Department of Oncology, Cancer Prevention and Control Program, Georgetown-Lombardi Comprehensive Cancer Center, Georgetown University, Washington, DC, USA.
Department of Biostatistics, Bioinformatics and Biomathematics, Georgetown-Lombardi Comprehensive Cancer Center, Georgetown University, Washington, DC, USA.
J Natl Cancer Inst. 2021 Aug 2;113(8):1053-1064. doi: 10.1093/jnci/djab003.
We evaluated deficit accumulation and how deficits affected cognition and physical activity among breast cancer survivors and non-cancer controls.
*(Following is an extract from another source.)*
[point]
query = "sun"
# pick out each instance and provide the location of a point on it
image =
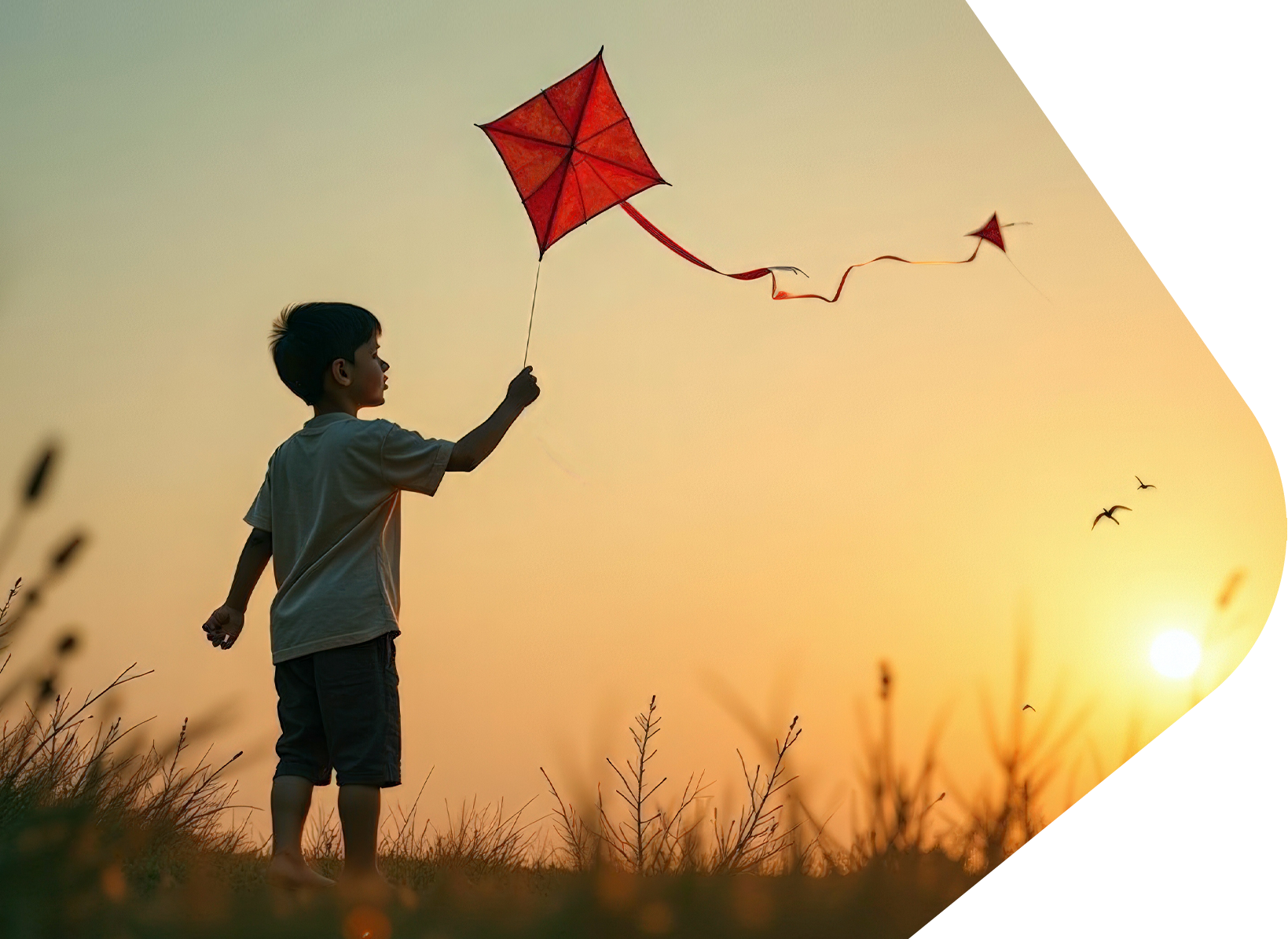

Newly diagnosed nonmetastatic survivors (n = 353) and matched non-cancer controls (n = 355) ages 60-98 years without neurological impairments were assessed presystemic therapy (or at enrollment for controls) from August 2010 to December 2016 and followed for 36 months. Scores on a 42-item index were analyzed in growth-mixture models to determine deficit accumulation trajectories separately and combined for survivors and controls. Multilevel models tested associations between trajectory and cognition (FACT-Cog and neuropsychological tests) and physical activity (IPAQ-SF) for survivors and controls.
Deficit accumulation scores were in the robust range, but survivors had higher scores (95% confidence intervals [CI]) than controls at 36 months (0.18, 95% CI = 0.16 to 0.19, vs 0.16, 95% CI = 0.14 to 0.17; P = .001), and averages included diverse deficit trajectories. Survivors who were robust but became frailer (8.8%) had similar baseline characteristics to those remaining robust (76.2%) but experienced a 9.6-point decline self-reported cognition (decline of 9.6 vs 3.2 points; P = .04) and a 769 MET minutes per week decline in physical activity (P < .001). Survivors who started and remained prefrail (15.0%) had self-reported and objective cognitive problems. At baseline, frail controls (9.5%) differed from robust controls (83.7%) on deficits and self-reported cognition (P < .001). Within combined trajectories, frail survivors had more sleep disturbances than frail controls (48.6% [SD = 17.4%] vs 25.0% [SD = 8.2%]; P = .05).
Most survivors and controls remained robust, and there were similar proportions on a frail trajectory. However, there were differences in deficit patterns between survivors and controls. Survivor deficit accumulation trajectory was associated with patient-reported outcomes. Additional research is needed to understand how breast cancer and its treatments affect deficit accumulation.
我们评估了乳腺癌幸存者和非癌症对照者的缺陷积累情况,以及缺陷如何影响认知和身体活动。
2010 年 8 月至 2016 年 12 月,对 353 名新诊断的非转移性幸存者(无神经损伤)和 355 名年龄在 60-98 岁之间的匹配非癌症对照者进行了系统治疗前(或对照者入组时)评估,并随访 36 个月。使用生长混合模型对 42 项指数的得分进行分析,以分别确定幸存者和对照组的缺陷积累轨迹,并将其合并。对于幸存者和对照组,多层次模型测试了轨迹与认知(FACT-Cog 和神经心理学测试)和身体活动(IPAQ-SF)之间的关联。
缺陷积累得分处于较高水平,但幸存者在 36 个月时的得分(95%置信区间[CI])高于对照组(0.18,95%CI=0.16-0.19,vs 0.16,95%CI=0.14-0.17;P=0.001),且平均值包括各种缺陷轨迹。从健壮变为脆弱的幸存者(8.8%)与保持健壮的幸存者(76.2%)具有相似的基线特征,但认知自我报告下降了 9.6 点(下降 9.6 与 3.2 点;P=0.04),身体活动每周减少了 769 个梅脱分钟(P<.001)。从开始到一直处于虚弱状态的幸存者(15.0%)存在认知问题。在基线时,虚弱的对照组(9.5%)与健壮的对照组(83.7%)在缺陷和自我报告认知方面存在差异(P<.001)。在综合轨迹内,虚弱的幸存者比虚弱的对照组有更多的睡眠障碍(48.6%[SD=17.4%]与 25.0%[SD=8.2%];P=0.05)。
大多数幸存者和对照组保持健壮,脆弱轨迹的比例相似。然而,幸存者和对照组之间的缺陷模式存在差异。幸存者的缺陷积累轨迹与患者报告的结果相关。需要进一步研究来了解乳腺癌及其治疗如何影响缺陷积累。